Self Esteem

Brooke Thomas (12-3)

Photographed by Theo Wyss- Flamm

One day when I was in the first grade, I came home with my spring photos. They were inside of one of those Lifetouch envelopes with the clear cellophane-y window that made it easier for your teacher to hand them out. I left the folder on the kitchen table and went to my bedroom without saying a word to my mother.

I loathed those photos. I thought that I looked fat, no I knew it. I was six years old. I was six years old and I already didn't want to live inside of my body.

We can just fast forward to middle school now. I was (un)lucky enough to be well endowed in the sixth grade. To me, my boobs were a nuisance more than anything, but they were a point of interest to the people around me. At home I plotted ways to get rid of them. My aunt gifted me Judy Blume’s “Are You There God? It's Me, Margaret.” I thought that Margaret was such a f***ing idiot. For the life of me, I couldn’t understand why she wanted bigger breasts. It seemed then and still does now, that body image problems are some big cosmic joke because for every person who would like to get rid of something there is someone who would gladly take it (probably).

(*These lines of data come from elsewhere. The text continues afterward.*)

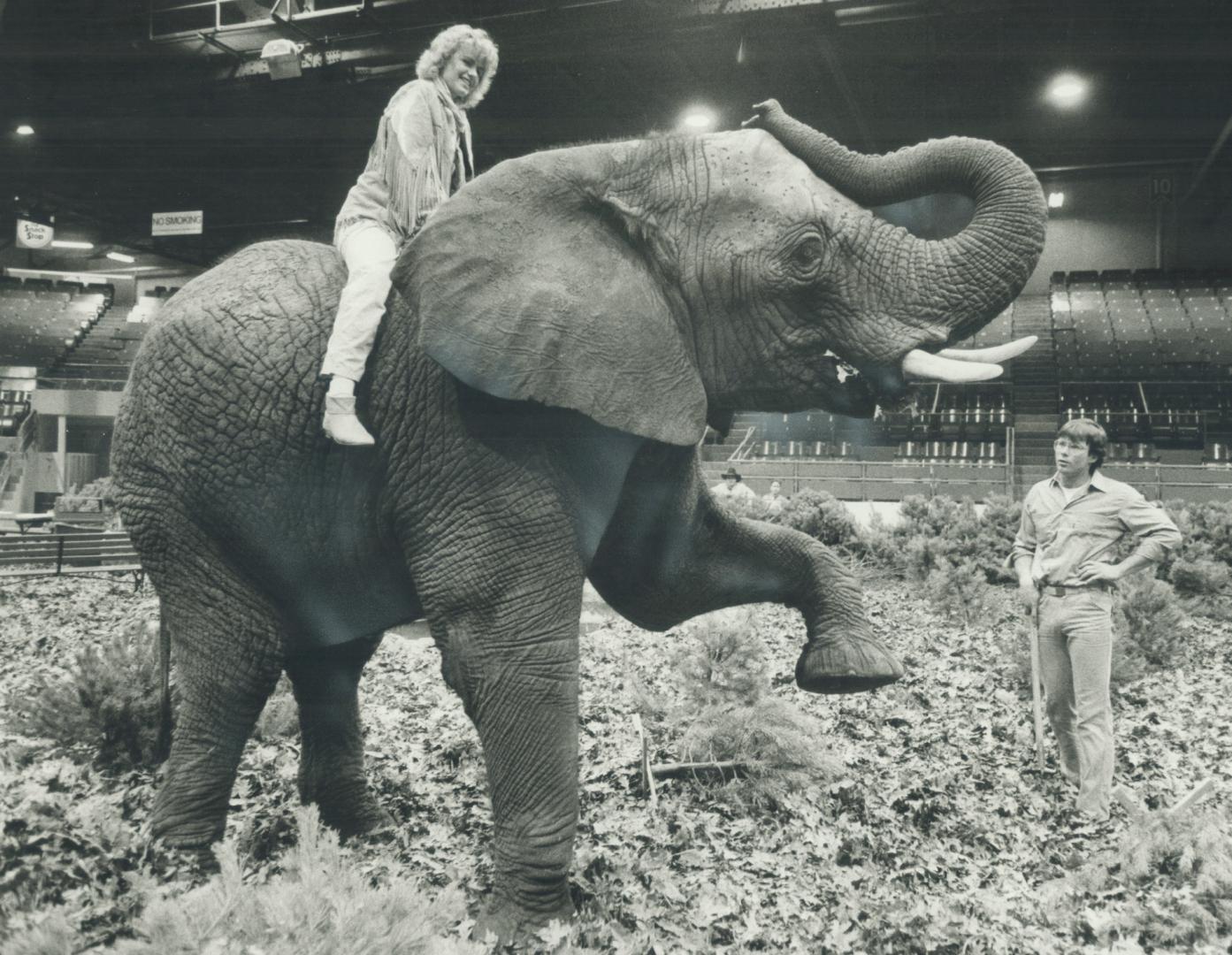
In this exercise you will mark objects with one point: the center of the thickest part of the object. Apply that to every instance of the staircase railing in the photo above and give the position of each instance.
(746, 447)
(26, 432)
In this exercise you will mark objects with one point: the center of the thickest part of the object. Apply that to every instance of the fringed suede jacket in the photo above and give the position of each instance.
(422, 156)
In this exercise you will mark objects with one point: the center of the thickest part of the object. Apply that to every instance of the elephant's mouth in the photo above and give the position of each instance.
(858, 387)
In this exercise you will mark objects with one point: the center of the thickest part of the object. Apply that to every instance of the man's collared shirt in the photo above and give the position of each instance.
(1061, 536)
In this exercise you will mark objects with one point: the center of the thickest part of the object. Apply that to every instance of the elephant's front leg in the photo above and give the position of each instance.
(510, 651)
(671, 553)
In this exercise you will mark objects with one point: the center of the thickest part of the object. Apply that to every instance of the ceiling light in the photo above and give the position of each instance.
(1067, 90)
(282, 58)
(698, 118)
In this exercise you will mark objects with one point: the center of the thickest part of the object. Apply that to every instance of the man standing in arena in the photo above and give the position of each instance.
(1071, 525)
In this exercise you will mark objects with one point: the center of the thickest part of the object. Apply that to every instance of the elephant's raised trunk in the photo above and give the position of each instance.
(1010, 213)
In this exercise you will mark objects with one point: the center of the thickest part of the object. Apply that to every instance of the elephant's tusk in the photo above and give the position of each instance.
(934, 367)
(994, 355)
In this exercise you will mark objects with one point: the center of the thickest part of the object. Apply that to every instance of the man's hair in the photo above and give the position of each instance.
(432, 59)
(1090, 434)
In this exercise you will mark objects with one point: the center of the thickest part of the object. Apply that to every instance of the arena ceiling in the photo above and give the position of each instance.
(127, 124)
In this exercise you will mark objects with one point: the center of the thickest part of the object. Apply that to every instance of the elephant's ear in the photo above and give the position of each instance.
(529, 287)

I went through this phase where I wanted to have my widow’s peak permanently removed but my mother said I would regret it. Around that time my grandfather told me that he wished he could get rid of the chicken pox scars on his face but that if everyone who wanted to change something about themselves got in line to talk to God, the line would wrap around the Earth a hundred times. I thought that anecdote was stupid because my widow’s peak was still on my face. They left me no choice but to shave it off myself, nicking my forehead in the process and making it look way bigger than it used to.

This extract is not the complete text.